To that end, I am inviting you to take a pledge with me, not the
Freedom to Marry pledge, but a pledge that involves you in the process.
Some of you may have seen it in the newsletter. Others of you can
pick up a copy downstairs this morning. It invites all of us –
me and you – to educate ourselves about the issues, participate
in a congregational conversation, voice our opinions, and take action
that is consistent with our deeply held values. I sign THAT pledge
before you now:
Because I believe in the right of conscience and the
democratic process, I believe it is my privilege and responsibility
to be informed and voice my opinions about issues that arise in
this congregation.
Because I celebrate our diversity and value my freedom
to search for truth and meaning, I enter into conversations about
such issues, sustained by the First Parish covenant that reads:
We the people of First Parish of Sudbury pledge that we will
come together with open minds and open hearts, always seeking
to learn, to share, to respect and forgive, and to help each other
grow towards our best selves.
One community, first and foremost, compassionate, respectful,
and generous, we pledge to listen to each other, express our views
openly, handle disagreement with honesty, humility and humor,
and nurture our sense of belonging together.

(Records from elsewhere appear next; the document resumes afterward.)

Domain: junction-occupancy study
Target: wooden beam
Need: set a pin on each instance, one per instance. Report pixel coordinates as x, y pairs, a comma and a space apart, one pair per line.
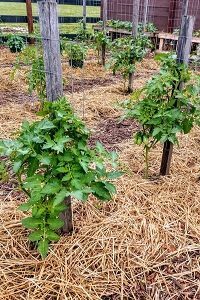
135, 17
173, 5
84, 14
183, 54
48, 18
29, 16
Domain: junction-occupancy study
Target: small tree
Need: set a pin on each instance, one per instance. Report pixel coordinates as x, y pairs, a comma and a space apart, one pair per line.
52, 161
101, 41
162, 109
126, 53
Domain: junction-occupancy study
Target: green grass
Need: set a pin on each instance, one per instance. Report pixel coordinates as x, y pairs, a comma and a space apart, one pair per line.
64, 28
19, 9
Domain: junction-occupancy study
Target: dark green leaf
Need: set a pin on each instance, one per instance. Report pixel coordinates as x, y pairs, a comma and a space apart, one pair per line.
55, 223
35, 236
43, 248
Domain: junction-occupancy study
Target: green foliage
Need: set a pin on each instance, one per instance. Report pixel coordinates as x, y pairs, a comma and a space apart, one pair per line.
100, 39
15, 43
35, 74
162, 108
52, 161
74, 50
83, 34
126, 52
117, 24
3, 172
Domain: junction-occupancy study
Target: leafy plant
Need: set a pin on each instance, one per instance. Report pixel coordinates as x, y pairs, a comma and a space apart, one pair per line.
15, 43
101, 41
163, 109
126, 52
35, 74
75, 51
3, 172
117, 24
52, 161
83, 34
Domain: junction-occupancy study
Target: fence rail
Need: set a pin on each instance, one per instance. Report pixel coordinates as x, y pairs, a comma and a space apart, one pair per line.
61, 20
63, 2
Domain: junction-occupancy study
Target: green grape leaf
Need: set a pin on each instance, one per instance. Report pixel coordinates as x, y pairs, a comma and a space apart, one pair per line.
43, 248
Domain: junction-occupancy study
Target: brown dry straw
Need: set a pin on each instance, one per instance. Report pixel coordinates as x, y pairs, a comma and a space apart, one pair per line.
145, 244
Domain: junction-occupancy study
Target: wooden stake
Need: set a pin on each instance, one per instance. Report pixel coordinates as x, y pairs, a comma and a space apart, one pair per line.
48, 19
183, 54
67, 217
135, 19
29, 13
146, 3
136, 6
105, 16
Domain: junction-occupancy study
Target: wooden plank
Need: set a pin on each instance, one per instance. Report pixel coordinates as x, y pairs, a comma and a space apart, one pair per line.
64, 2
135, 17
48, 19
29, 16
173, 37
84, 14
62, 20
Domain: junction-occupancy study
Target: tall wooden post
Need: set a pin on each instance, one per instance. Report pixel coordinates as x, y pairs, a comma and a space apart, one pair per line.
172, 14
146, 3
84, 14
135, 19
183, 54
105, 17
48, 19
29, 13
185, 8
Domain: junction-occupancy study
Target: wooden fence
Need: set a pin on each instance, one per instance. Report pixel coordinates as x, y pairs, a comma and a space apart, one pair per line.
67, 19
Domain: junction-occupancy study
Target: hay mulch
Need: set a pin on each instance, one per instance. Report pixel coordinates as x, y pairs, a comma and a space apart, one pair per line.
144, 244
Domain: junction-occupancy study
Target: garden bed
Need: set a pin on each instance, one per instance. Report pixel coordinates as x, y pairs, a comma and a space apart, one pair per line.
144, 244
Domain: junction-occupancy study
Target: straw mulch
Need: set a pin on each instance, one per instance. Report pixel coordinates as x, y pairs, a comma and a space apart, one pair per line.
144, 244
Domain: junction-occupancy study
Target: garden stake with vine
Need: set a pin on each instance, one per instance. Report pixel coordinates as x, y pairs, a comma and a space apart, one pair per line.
163, 109
183, 53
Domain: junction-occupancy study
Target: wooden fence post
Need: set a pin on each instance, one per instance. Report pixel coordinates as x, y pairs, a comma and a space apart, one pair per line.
146, 3
135, 19
29, 13
48, 19
105, 17
84, 14
183, 54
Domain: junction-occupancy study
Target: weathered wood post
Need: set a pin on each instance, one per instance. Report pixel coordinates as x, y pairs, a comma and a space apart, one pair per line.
146, 3
29, 13
48, 19
105, 17
84, 14
183, 54
135, 19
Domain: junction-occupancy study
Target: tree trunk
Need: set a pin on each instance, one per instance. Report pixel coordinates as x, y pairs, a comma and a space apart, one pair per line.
130, 82
103, 51
67, 217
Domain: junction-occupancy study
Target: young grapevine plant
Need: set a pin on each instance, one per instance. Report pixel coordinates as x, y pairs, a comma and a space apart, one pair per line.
126, 53
162, 108
52, 161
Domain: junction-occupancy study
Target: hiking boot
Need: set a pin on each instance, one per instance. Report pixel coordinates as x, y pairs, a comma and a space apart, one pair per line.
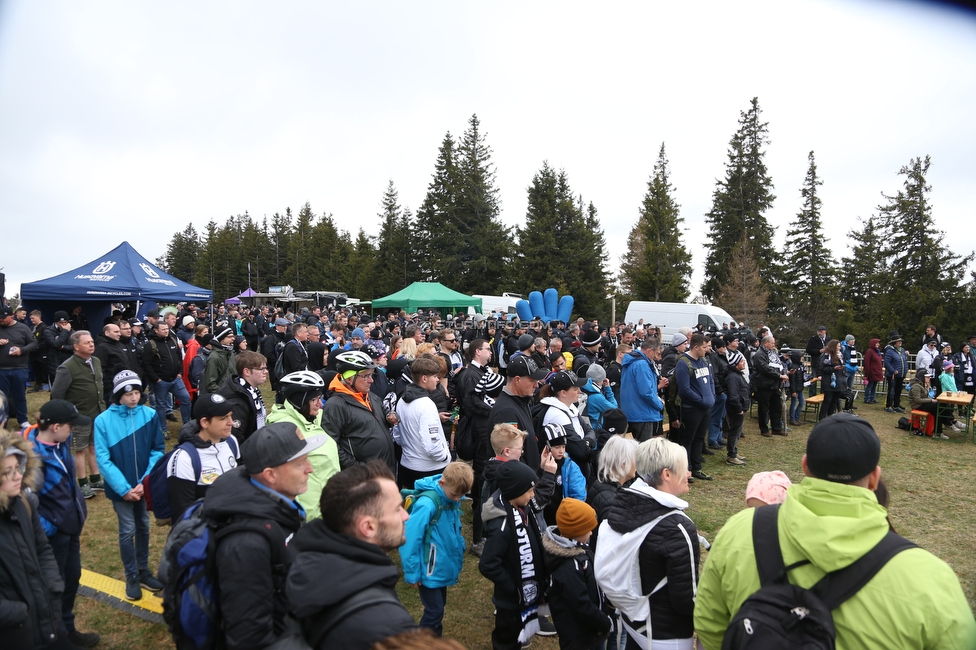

We pledge to participate in the work of the congregation to the
best of our abilities, to practice and encourage leadership, and
to support our ministry materially, emotionally, and spiritually.
Because First Parish is a Welcoming Congregation and because
I understand that the freedom to marry is an issue of vital importance
at First Parish, in the Commonwealth of Massachusetts and in our
nation, I agree to educate myself about the issues, participate
in a congregational conversation, voice my opinion, and take action
that is consistent with my deeply held values.
Therefore, as minister of First Parish of Sudbury, understanding
that I am challenged to make an important decision of conscience,
I agree to participate fully and listen deeply to the conversation
at First Parish during May, 2003 before I make any final decision.
s/ Rev. Katie Lee Crane May 11, 2003
CLOSING WORDS
We are called – you and I – to put on our strength.
We are called to cast out fear and call forth justice.
We must not judge. We cannot retreat. We will not stand immobilized.
Let us respond with love.
Let us serve love. In heart, and mind and body, let us serve love.
Because no matter what they say, this is about love, simply love.